How the Segment Was Pulled, Leaked and Later Aired
CBS pulled the piece just hours before it was scheduled to run on December 21, with editors saying the story needed more reporting and on-the-record comments from administration officials, according to contemporaneous coverage. A Canadian broadcaster then accidentally streamed the original cut, which spread quickly across social platforms and prompted takedown notices, and a revised version of "Inside CECOT" aired on January 18 with brief addenda and written statements from the White House and DHS. TheWrap and Poynter traced the timeline and editorial back-and-forth.
Weiss' Defense and Newsroom Fallout
Weiss and other senior editors defended the decision in staff messages, arguing the hold was meant to make the package "comprehensive and fair" and that the piece "did not advance the ball" without additional sourcing, according to reporting.
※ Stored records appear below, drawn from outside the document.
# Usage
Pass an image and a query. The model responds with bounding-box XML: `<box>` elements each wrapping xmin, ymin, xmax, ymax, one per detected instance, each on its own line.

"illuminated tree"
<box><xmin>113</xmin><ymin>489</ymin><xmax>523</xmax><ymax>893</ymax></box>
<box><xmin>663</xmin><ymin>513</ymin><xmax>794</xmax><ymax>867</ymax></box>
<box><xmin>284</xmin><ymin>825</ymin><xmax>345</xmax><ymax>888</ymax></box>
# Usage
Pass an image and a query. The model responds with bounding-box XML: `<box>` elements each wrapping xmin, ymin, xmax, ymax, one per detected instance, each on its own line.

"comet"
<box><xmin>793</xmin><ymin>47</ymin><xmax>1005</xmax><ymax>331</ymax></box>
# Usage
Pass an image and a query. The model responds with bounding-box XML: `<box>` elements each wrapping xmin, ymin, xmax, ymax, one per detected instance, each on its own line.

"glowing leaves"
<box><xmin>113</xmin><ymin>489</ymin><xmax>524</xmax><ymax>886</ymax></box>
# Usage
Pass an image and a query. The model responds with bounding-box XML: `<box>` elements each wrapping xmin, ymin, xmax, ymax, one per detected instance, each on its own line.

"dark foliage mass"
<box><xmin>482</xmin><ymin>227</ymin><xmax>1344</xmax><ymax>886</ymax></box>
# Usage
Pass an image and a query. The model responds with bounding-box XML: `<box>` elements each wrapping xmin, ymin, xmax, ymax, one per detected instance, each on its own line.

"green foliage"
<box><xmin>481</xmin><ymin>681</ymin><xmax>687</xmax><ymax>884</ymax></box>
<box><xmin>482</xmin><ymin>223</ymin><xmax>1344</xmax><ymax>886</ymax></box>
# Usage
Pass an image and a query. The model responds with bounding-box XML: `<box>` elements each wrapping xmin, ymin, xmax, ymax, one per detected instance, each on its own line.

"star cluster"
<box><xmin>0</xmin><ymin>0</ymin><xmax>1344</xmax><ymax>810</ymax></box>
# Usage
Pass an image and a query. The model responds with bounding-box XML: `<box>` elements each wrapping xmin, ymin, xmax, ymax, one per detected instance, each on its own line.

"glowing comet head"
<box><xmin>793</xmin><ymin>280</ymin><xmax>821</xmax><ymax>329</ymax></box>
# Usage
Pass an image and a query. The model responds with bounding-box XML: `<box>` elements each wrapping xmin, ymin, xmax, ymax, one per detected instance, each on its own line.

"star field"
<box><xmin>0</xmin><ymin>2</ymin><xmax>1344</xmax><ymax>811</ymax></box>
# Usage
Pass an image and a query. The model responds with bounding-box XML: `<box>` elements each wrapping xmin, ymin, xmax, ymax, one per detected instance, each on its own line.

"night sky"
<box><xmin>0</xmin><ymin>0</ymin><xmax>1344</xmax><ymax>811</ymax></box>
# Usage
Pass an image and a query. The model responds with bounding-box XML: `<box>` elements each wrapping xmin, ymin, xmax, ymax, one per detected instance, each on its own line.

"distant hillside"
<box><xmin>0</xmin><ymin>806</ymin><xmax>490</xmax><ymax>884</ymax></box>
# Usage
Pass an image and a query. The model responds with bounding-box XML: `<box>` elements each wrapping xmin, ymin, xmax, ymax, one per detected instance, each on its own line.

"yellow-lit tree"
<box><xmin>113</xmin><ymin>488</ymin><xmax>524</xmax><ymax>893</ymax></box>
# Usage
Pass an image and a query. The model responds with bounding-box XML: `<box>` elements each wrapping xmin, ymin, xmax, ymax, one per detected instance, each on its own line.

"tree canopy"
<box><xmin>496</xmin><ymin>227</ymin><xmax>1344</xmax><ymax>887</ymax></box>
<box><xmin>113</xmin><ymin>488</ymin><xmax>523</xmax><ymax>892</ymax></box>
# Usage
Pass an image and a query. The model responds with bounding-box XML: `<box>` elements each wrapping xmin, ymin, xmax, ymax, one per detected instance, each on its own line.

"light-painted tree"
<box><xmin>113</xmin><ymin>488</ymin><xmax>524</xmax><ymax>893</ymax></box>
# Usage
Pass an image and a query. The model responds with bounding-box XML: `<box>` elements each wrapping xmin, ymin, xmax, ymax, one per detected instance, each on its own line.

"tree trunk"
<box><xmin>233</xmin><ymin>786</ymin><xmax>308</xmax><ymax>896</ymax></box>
Deadline published Weiss's memo, while veteran correspondents and media observers raised alarms about editorial independence in coverage by The Guardian. For a show that built its reputation on tough questions, the internal ones are suddenly just as pointed.
Alfonsi has framed the nonrenewal as a penalty for refusing to water down work she says had already cleared legal and standards reviews, and her exit from 60 Minutes, even if she remains employed by CBS without a renewed deal, is being watched as a test of how much independence the show keeps under new leadership. DailyVoice first flagged the local angle of the report and the broader reaction in coverage that day.